Their cozy meal was interrupted by a knock at the door. “Hello?”

“It’s Mrs. Murphy,” Millicent explained. She jumped up from her seat at the kitchen table and tore through the house to greet the newly arrived neighbor.

Mrs. Katie Murphy turned out to be one of Elspeth’s nearest neighbors. She was a charming Irishwoman in her middle years who had been among the first to journey out to Haskell eleven years ago, when the town was founded. But as much as Elspeth enjoyed being introduced to the woman and chatting for a few minutes, the laundry was still overflowing, the breakfast dishes hadn’t been cleared from the dining room table, and the four youngest Strong children were growing louder and louder in the kitchen as they finished their lunch and began playing their favorite game: train wreck.

“Perhaps I’ll come back another day and we can get to know each other better,” Mrs.

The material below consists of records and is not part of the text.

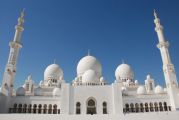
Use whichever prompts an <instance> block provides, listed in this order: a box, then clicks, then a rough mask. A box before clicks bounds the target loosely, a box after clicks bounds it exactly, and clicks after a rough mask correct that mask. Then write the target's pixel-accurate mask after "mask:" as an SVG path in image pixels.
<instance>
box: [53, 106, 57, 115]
mask: <svg viewBox="0 0 179 120" xmlns="http://www.w3.org/2000/svg"><path fill="white" fill-rule="evenodd" d="M53 114H57V105H56V104H55V105H53Z"/></svg>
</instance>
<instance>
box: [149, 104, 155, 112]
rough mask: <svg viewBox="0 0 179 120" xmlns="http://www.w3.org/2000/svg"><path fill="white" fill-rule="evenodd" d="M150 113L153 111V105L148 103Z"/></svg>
mask: <svg viewBox="0 0 179 120" xmlns="http://www.w3.org/2000/svg"><path fill="white" fill-rule="evenodd" d="M149 105H150V112H153V111H154V108H153V103H150V104H149Z"/></svg>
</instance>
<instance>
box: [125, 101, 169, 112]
mask: <svg viewBox="0 0 179 120" xmlns="http://www.w3.org/2000/svg"><path fill="white" fill-rule="evenodd" d="M159 111H160V112H162V111H171V106H167V103H166V102H163V103H162V102H159V103H158V102H154V103H152V102H151V103H130V104H128V103H127V104H125V107H124V109H123V112H124V113H138V112H159Z"/></svg>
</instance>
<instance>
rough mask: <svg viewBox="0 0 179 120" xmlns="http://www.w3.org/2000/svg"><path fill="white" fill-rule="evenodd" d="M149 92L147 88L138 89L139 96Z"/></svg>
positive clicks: (144, 87) (143, 87) (143, 94)
mask: <svg viewBox="0 0 179 120" xmlns="http://www.w3.org/2000/svg"><path fill="white" fill-rule="evenodd" d="M146 93H147V92H146V88H145V86H139V87H138V89H137V94H138V95H145V94H146Z"/></svg>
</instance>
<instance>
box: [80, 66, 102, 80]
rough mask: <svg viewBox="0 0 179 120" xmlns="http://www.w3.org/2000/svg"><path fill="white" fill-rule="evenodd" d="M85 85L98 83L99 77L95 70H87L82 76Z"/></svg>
mask: <svg viewBox="0 0 179 120" xmlns="http://www.w3.org/2000/svg"><path fill="white" fill-rule="evenodd" d="M82 82H83V83H98V82H99V76H98V74H97V73H96V72H95V71H94V70H91V69H89V70H87V71H86V72H85V73H84V74H83V76H82Z"/></svg>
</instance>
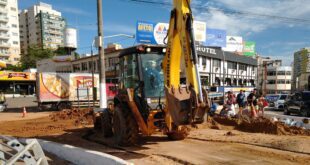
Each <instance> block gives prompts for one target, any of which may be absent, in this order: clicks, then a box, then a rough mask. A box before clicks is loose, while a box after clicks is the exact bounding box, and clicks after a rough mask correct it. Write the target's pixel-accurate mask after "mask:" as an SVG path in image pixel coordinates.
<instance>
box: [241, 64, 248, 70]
mask: <svg viewBox="0 0 310 165" xmlns="http://www.w3.org/2000/svg"><path fill="white" fill-rule="evenodd" d="M246 69H247V66H246V65H244V64H239V70H244V71H246Z"/></svg>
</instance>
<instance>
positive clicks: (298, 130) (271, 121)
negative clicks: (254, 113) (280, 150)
mask: <svg viewBox="0 0 310 165" xmlns="http://www.w3.org/2000/svg"><path fill="white" fill-rule="evenodd" d="M213 120H214V121H215V122H216V123H219V124H221V125H226V126H233V127H234V129H237V130H240V131H245V132H252V133H266V134H275V135H307V136H310V130H306V129H303V128H300V127H296V126H288V125H286V124H285V123H283V122H280V121H272V120H270V119H267V118H264V117H258V118H254V119H250V118H239V119H236V118H226V117H217V116H216V117H213ZM214 121H213V122H214Z"/></svg>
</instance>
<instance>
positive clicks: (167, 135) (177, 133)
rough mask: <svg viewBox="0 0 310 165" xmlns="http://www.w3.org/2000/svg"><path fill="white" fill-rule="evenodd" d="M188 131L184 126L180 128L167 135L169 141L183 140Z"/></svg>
mask: <svg viewBox="0 0 310 165" xmlns="http://www.w3.org/2000/svg"><path fill="white" fill-rule="evenodd" d="M189 131H190V129H189V128H188V127H186V126H181V128H180V129H178V130H175V131H171V132H168V133H167V136H168V138H169V139H170V140H183V139H185V138H186V137H187V136H188V135H189Z"/></svg>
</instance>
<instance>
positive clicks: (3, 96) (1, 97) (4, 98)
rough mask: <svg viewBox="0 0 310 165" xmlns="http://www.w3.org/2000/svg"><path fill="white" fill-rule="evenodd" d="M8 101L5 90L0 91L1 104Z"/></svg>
mask: <svg viewBox="0 0 310 165" xmlns="http://www.w3.org/2000/svg"><path fill="white" fill-rule="evenodd" d="M5 102H6V98H5V95H4V93H3V92H1V93H0V104H4V103H5Z"/></svg>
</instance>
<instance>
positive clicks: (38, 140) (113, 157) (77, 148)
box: [21, 139, 132, 165]
mask: <svg viewBox="0 0 310 165" xmlns="http://www.w3.org/2000/svg"><path fill="white" fill-rule="evenodd" d="M37 140H38V142H39V143H40V145H41V147H42V148H43V150H45V151H47V152H50V153H52V154H54V155H56V156H58V157H59V158H62V159H64V160H67V161H69V162H71V163H73V164H77V165H92V164H113V165H129V164H132V163H129V162H126V161H125V160H123V159H120V158H118V157H115V156H112V155H109V154H105V153H102V152H98V151H93V150H87V149H83V148H79V147H74V146H71V145H67V144H59V143H55V142H50V141H45V140H40V139H37ZM21 141H25V139H23V140H21Z"/></svg>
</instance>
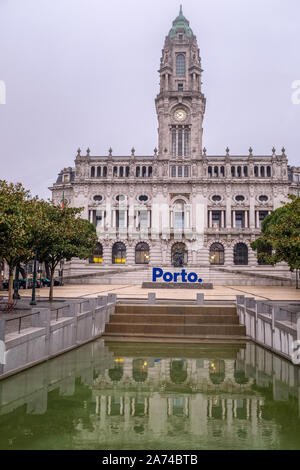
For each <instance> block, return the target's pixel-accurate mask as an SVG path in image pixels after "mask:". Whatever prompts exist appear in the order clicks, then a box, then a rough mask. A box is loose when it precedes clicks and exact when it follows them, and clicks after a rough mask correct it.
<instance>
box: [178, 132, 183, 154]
mask: <svg viewBox="0 0 300 470" xmlns="http://www.w3.org/2000/svg"><path fill="white" fill-rule="evenodd" d="M178 156H179V157H182V129H179V130H178Z"/></svg>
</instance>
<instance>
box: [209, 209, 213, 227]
mask: <svg viewBox="0 0 300 470" xmlns="http://www.w3.org/2000/svg"><path fill="white" fill-rule="evenodd" d="M208 228H212V210H210V209H209V211H208Z"/></svg>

Murphy laughed after Elspeth glanced over her shoulder for the thousandth time to see what the children were up to. She departed with a kind farewell.

“I like Mrs. Murphy,” Geneva informed Elspeth as she returned to the kitchen to make sure the kids were finished eating. “She has red hair. And Morgan Murphy is in mine and Millie’s class in school. He has red hair too.”

“You shall have to invite them over to play sometime,” Elspeth said, breathless and distracted as she put away the remaining food.

“Yes, I shall.” Geneva imitated her accent, but it was clear to Elspeth that in this case the imitation was intended to be flattery.

She didn’t have much time to think of it either way. As soon as the children were fed and their hands and faces washed, she lugged the huge, heavy basket of clean laundry out to the backyard and began hanging it up to dry.

“Can I climb the tree?” Lael asked before she had two shirts hung. He eyed the tree with longing and mischief.

“Not if you intend to throw yourself to your almost death,” Elspeth answered.

“You climb up the tree and we’ll throw rocks at you,” Millicent suggested.

“Yes! Yes!”

“Girls, I hardly think—” Elspeth began.

But Lael was quick to answer, “Okay!”

“But—”

Lael scrambled up the tree before Elspeth could stop him. The twins and Thomas ran around the base of the tree, giggling and looking for rocks.

“They do that all the time.”

Elspeth straightened from the laundry basket and whipped around to find the older woman who had spoken. “They do?”